La carrière scientifique d’Yves Coppens (1934-2022) est le symbole d’une époque révolue, où décrocher un poste était chose aisée : une rencontre, une opportunité pouvait vous propulser dans les hautes sphères ; n’est-il pas rentré au CNRS à 22 ans, en tant qu’attaché de recherches ? Il faisait partie des fab fours de la préhistoire bretonne, avec Pierre-Roland Giot, Jean L’Helgouac’h et Pierre Briard, les quatre mousquetaires qui firent rentrer l’étude des vestiges armoricains dans la modernité scientifique. Ils démontrèrent, entre autres, la grande ancienneté des menhirs et dolmens, beaucoup plus vieux que les pyramides d’Égypte. Mais ramasser des morceaux de four à sel gaulois et prospecter parmi les mégalithes ne suffisait pas à ce marin, qui se vantait d’être « né dans l’eau ». Il lui fallait des voyages.
Rêvant déjà d’anthropologie physique (c’est-à-dire l’étude des fossiles humains), il s’en ouvrit au professeur Jean Piveteau à la Sorbonne. Celui-ci doucha son enthousiasme : de même qu’aujourd’hui, les sites à fouiller, c’était « chasse gardée ». Il se rabattit alors sur les mammouths, dont il devint l’un des meilleurs spécialistes, soutenant sa thèse sur ce sujet à l’âge de 26 ans : la galerie de paléontologie du Muséum national d’histoire naturelle abrite d’ailleurs l’un des squelettes qu’il a remontés, le mammouth de Liakov. Un week-end de Pâques, en 1957, il fut même appelé au Muséum pour disséquer un éléphant, ce qui lui prit plusieurs mois. Il fut encore sollicité à la fin des années 1990 pour étudier un spécimen congelé de Sibérie : le fameux « mammouth Jarkov », transporté par hélicoptère dans sa gangue sédimentaire et partiellement dégagé au sèche-cheveux. Ce fut l’occasion d’étudier non seulement un spécimen bien conservé, mais aussi tout le sédiment qui l’entourait, renfermant des pollens et des microfossiles qui fournissent de multiples informations sur le climat, la faune et la flore qui l’entouraient.

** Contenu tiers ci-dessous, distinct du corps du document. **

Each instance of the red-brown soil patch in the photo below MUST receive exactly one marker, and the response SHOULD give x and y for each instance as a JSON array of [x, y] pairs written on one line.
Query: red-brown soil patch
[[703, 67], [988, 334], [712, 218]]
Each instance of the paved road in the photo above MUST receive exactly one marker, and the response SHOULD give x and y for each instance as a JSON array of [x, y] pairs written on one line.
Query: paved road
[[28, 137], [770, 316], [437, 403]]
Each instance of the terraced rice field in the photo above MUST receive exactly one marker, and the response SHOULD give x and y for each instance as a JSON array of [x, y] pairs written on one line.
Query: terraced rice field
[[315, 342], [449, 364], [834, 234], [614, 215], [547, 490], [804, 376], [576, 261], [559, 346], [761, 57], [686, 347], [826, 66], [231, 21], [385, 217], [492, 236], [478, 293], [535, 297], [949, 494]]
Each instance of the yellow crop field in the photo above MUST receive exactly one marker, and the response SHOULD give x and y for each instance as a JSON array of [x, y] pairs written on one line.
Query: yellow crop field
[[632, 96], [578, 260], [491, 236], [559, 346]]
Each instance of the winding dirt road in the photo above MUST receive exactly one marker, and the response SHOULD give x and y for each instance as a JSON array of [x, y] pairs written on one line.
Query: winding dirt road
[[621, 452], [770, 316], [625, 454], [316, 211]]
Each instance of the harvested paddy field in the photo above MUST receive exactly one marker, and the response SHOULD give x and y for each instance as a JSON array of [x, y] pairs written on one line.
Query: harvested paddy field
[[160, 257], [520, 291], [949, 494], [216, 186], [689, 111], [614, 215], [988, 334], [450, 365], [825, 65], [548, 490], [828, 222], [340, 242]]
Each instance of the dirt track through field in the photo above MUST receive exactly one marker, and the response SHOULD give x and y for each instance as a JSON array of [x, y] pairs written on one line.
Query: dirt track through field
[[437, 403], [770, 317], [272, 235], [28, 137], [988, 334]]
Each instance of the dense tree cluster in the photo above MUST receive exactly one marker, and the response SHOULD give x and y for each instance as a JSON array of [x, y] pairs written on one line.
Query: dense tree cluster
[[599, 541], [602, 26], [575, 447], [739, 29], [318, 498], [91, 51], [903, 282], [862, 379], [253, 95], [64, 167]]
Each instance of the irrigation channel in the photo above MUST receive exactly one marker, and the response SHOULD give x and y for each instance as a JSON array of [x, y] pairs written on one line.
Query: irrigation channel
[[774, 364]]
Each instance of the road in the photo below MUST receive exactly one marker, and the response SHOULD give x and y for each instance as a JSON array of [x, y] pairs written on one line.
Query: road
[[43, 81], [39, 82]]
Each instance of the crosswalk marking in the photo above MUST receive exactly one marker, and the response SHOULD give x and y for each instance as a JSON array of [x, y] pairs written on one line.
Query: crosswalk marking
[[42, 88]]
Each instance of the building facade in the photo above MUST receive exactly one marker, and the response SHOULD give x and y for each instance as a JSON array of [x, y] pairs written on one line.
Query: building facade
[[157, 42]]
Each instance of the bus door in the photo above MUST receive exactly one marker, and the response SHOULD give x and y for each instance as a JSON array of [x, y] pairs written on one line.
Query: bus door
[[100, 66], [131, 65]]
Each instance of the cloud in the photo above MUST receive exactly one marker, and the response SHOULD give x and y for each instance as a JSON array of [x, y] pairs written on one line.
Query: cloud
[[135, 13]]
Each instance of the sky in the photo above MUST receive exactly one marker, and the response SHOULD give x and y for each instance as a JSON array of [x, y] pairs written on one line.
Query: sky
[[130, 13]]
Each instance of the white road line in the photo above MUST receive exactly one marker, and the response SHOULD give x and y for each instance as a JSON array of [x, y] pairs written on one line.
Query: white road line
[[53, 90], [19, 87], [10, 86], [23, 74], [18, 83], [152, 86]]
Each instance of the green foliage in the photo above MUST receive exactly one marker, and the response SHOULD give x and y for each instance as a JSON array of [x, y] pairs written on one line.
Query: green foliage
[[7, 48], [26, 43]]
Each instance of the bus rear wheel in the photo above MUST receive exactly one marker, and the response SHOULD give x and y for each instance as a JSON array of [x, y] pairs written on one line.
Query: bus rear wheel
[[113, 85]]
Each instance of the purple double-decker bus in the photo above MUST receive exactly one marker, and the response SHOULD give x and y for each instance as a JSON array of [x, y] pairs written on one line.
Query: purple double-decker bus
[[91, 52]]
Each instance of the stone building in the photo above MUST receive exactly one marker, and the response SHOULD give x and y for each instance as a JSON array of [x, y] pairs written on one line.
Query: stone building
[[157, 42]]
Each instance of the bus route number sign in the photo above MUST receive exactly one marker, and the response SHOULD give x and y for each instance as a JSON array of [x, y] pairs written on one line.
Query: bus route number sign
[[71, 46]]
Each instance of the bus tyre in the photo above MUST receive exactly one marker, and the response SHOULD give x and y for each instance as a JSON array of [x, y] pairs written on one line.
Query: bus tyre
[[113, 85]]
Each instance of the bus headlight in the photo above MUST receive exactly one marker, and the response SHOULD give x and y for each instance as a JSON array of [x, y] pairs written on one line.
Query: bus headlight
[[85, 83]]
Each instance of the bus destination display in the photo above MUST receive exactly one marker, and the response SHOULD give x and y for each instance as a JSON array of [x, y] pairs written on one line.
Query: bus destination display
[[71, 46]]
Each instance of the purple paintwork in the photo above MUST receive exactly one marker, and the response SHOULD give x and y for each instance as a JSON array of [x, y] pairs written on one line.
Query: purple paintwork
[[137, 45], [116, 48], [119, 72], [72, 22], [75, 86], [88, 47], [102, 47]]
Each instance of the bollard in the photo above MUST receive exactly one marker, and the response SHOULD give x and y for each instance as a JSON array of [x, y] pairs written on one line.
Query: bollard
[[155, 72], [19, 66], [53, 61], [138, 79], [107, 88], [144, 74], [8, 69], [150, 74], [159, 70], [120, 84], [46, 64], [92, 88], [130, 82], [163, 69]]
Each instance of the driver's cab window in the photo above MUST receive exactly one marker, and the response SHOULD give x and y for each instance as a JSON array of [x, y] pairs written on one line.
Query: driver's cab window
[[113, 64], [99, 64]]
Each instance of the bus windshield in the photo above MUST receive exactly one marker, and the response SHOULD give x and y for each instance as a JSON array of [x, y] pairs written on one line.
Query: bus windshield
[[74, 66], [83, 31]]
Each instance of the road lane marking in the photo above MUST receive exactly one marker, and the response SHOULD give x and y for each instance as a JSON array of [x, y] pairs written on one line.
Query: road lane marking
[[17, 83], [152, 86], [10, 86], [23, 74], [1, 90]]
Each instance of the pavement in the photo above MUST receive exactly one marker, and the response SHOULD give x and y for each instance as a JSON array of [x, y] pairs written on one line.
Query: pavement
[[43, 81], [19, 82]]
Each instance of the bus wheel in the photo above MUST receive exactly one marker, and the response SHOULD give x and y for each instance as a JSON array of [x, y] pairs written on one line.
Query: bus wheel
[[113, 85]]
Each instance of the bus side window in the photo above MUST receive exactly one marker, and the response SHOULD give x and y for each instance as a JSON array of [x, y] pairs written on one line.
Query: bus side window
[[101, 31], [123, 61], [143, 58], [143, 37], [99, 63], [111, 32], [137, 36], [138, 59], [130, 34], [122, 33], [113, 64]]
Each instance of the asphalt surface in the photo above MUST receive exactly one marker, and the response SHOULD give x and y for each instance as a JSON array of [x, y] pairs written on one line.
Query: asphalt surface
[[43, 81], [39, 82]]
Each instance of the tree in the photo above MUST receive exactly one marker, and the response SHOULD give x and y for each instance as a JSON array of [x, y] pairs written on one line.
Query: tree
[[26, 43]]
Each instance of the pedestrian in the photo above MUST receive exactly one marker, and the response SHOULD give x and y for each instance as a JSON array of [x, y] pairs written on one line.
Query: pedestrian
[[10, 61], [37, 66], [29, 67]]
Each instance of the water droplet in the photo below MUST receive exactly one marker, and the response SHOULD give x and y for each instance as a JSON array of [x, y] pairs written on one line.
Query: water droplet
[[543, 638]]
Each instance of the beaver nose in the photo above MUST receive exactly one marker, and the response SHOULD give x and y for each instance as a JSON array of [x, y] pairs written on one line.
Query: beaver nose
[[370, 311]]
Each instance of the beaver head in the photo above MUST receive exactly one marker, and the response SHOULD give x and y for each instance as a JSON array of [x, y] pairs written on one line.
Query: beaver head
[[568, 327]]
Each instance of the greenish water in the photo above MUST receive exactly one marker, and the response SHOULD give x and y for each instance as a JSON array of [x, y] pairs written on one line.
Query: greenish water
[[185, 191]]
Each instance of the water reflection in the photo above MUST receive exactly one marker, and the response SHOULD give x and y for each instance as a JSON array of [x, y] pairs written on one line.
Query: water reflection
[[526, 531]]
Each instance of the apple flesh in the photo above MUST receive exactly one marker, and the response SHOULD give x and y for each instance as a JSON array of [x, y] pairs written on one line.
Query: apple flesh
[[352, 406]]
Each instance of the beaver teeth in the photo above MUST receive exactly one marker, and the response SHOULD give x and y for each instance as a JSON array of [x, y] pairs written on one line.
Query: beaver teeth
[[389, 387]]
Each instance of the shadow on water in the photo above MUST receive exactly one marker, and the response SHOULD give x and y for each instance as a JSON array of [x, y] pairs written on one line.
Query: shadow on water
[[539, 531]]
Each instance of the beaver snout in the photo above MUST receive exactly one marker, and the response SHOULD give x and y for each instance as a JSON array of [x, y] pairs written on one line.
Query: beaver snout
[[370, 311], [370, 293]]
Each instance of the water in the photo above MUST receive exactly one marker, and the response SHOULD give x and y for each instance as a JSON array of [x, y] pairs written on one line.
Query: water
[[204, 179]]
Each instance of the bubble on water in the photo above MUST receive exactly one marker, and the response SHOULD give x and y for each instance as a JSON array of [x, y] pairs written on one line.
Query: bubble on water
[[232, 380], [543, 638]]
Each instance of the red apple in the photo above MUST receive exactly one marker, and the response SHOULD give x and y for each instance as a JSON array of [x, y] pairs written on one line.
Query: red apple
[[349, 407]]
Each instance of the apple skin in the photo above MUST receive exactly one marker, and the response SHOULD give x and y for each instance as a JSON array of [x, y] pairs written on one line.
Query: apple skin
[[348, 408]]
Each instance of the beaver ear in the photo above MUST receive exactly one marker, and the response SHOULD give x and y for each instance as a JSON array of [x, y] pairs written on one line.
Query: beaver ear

Présent au bon endroit au bon moment (une constante chez lui !), protégé par le paléontologue Camille Arambourg, sommité de l’époque, il put enfin partir dans les déserts du Tchad, et participer à la course au plus vieil ancêtre de l’humanité. C’est là qu’il mit au jour, en 1961, le Tchadanthropus uxoris (« l’homme du Tchad de l’épouse ») nommé ainsi en hommage à sa première femme, qui le suivait alors sur le terrain. Ce fossile est encore aujourd’hui controversé quant à sa datation ainsi que son attribution taxonomique (Y. Coppens expliqua ensuite qu’il s’était un peu trop emballé). Le tchadanthrope servit en tout cas au tout jeune État tchadien de symbole identitaire et procura à Y. Coppens un début de notoriété : pour la presse, il fut alors « l’homme du Tchad ».
Le « Papa de Lucy »
Mais c’est bien sûr la codécouverte en 1974, en Éthiopie, de Lucy, qui était alors le squelette d’australopithèque le mieux conservé, qui le rendit célèbre : il devint alors le « papa de Lucy ». Cet Australopithecus afarensis, daté d’environ 3,2 millions d’années, fut un temps considéré comme l’ancêtre de notre lignée, avant d’être relégué sur un rameau éloigné de notre buisson évolutif par la découverte d’autres spécimens moins primitifs et plus engagés dans ce processus évolutif. Surnommer ce fossile étiqueté « AL 288-1 » d’après la chanson des Beatles Lucy in the Sky with Diamonds fut une excellente trouvaille marketing du géologue Maurice Taieb (qui découvrit le site) et des paléoanthropologues Donald Johanson et Y. Coppens. C’est ce dernier qui en récolta cependant les fruits, ce qui le conduisit à occuper la chaire de « paléoanthropologie et préhistoire » au Collège de France, où il enseigna de 1983 à 2005. M. Taieb en conçut quelque amertume, et Y. Coppens ne cessera jamais de s’en justifier dans ses livres et ses conférences, arguant que ce n’était pas sa faute si c’était lui qui attirait la lumière. C’est que, contrairement à son collègue, il avait compris qu’on venait de changer d’époque : nous étions rentrés dans l’ère de la communication à outrance, de la formule qui fait mouche. Y. Coppens en a certes usé et abusé, au point de susciter parfois moqueries et jalousies, ainsi qu’il le reconnaît dans son dernier ouvrage posthume, Une mémoire de mammouth.